Question

x mg of Mg(OH)$_2$ (molar mass = 58) is required to be dissolved in 1.0 L of water to produce a pH of 10.0 at 298 K. The value of x is ____ mg. (Nearest integer) (Given: Mg(OH)$_2$ is assumed to dissociate completely in H$_2$O)

Hint:

When calculating the mass of a compound from its concentration, remember that dissociation of salts like Mg(OH)$_2$ can provide multiple moles of ions for each mole of the compound.
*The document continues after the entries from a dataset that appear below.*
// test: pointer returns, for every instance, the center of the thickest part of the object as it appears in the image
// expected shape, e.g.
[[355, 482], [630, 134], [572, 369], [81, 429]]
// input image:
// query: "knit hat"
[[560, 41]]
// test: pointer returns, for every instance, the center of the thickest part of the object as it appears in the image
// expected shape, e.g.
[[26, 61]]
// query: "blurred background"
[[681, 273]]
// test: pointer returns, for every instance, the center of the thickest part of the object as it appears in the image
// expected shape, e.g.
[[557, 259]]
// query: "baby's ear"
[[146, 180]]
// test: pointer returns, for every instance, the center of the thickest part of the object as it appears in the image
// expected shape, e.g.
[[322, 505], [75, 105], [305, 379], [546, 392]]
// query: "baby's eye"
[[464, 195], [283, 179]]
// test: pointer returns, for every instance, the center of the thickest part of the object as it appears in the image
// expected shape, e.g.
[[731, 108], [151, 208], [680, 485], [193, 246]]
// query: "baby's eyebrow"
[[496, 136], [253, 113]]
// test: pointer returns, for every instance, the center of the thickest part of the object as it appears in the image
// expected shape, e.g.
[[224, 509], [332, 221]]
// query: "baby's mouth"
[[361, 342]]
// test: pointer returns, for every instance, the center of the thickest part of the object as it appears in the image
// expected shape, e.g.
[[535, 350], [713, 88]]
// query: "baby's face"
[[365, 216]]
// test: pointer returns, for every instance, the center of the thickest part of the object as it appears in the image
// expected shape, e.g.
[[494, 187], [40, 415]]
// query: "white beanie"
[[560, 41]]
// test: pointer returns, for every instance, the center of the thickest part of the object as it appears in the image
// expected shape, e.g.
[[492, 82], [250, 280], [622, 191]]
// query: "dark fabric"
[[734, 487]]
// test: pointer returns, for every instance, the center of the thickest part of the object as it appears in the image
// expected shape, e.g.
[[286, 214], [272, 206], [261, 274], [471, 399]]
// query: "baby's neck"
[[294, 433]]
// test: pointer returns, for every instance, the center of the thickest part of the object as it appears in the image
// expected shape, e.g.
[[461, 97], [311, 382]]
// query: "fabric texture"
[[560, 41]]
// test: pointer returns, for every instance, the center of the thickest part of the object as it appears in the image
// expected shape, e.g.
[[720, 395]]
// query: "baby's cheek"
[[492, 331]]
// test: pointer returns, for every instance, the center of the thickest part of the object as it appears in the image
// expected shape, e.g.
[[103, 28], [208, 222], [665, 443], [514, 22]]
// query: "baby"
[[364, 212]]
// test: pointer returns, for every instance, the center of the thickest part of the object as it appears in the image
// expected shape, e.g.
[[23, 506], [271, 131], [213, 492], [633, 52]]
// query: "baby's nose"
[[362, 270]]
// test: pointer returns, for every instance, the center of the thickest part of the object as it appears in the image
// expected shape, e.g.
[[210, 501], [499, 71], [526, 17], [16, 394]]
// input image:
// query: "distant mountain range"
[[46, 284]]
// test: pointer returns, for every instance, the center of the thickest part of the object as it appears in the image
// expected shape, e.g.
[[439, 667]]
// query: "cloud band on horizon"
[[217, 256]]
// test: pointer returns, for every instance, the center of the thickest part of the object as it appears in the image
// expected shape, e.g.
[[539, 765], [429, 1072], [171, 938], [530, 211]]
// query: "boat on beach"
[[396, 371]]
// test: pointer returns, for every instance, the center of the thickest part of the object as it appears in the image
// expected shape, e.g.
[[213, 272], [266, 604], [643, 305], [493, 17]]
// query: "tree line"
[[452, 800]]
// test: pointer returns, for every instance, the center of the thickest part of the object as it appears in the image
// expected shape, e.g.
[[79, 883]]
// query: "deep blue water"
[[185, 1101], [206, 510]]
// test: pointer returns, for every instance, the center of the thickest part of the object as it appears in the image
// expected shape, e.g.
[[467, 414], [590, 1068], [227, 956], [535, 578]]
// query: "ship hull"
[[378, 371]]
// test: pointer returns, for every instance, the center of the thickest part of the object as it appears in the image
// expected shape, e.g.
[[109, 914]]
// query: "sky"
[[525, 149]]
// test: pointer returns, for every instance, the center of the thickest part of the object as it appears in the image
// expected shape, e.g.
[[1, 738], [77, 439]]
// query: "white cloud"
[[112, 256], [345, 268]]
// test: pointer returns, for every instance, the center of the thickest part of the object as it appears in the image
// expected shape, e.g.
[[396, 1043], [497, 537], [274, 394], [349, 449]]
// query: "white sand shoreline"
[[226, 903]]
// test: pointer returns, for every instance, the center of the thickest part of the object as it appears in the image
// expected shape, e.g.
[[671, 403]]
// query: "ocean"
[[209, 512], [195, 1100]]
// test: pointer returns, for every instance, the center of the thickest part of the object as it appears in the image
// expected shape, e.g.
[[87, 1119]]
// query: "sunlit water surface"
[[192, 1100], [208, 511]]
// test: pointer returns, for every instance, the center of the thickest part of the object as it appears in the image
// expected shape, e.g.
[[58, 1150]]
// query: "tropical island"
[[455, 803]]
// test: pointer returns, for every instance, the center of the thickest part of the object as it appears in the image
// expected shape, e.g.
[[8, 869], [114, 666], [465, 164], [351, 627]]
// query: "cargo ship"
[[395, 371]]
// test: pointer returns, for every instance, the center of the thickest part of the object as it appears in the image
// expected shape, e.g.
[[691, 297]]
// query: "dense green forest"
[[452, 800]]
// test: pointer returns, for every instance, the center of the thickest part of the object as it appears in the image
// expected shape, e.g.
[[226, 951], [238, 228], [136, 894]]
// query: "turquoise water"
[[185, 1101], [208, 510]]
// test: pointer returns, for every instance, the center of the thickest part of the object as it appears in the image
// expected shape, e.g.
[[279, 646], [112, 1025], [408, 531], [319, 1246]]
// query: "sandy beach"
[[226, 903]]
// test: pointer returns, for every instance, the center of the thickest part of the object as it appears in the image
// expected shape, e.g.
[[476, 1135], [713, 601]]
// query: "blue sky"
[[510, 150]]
The number of moles of the compound is related to the ion concentration through the dissociation stoichiometry.

Answer 1

Correct Answer: 3

Given:
- pH = 10.0
- pOH = 4.0
- [OH$^-$] = $10^{-4}$ M
The concentration of OH$^-$ is $10^{-4}$ M, and since Mg(OH)$_2$ dissociates completely in water, the number of moles of OH$^-$ will be equal to the number of moles of Mg(OH)$_2$. Step-by-step solution:
1. Number of moles of OH$^-$ = $10^{-4}$ moles (from the concentration of OH$^-$).
2. Number of moles of Mg(OH)$_2$ = $\frac{10^{-4}}{2}$ = $5 \times 10^{-5}$ moles, because one mole of Mg(OH)$_2$ gives two moles of OH$^-$.
3. The mass of Mg(OH)$_2$ is then calculated as: \[ \text{mass of Mg(OH)$_2$} = 5 \times 10^{-5} \times 58 \times 10^3 \, \text{mg} \] \[ = 2.9 \, \text{mg} \]
Thus, the value of x is 2.9 mg, which is approximately 3 mg.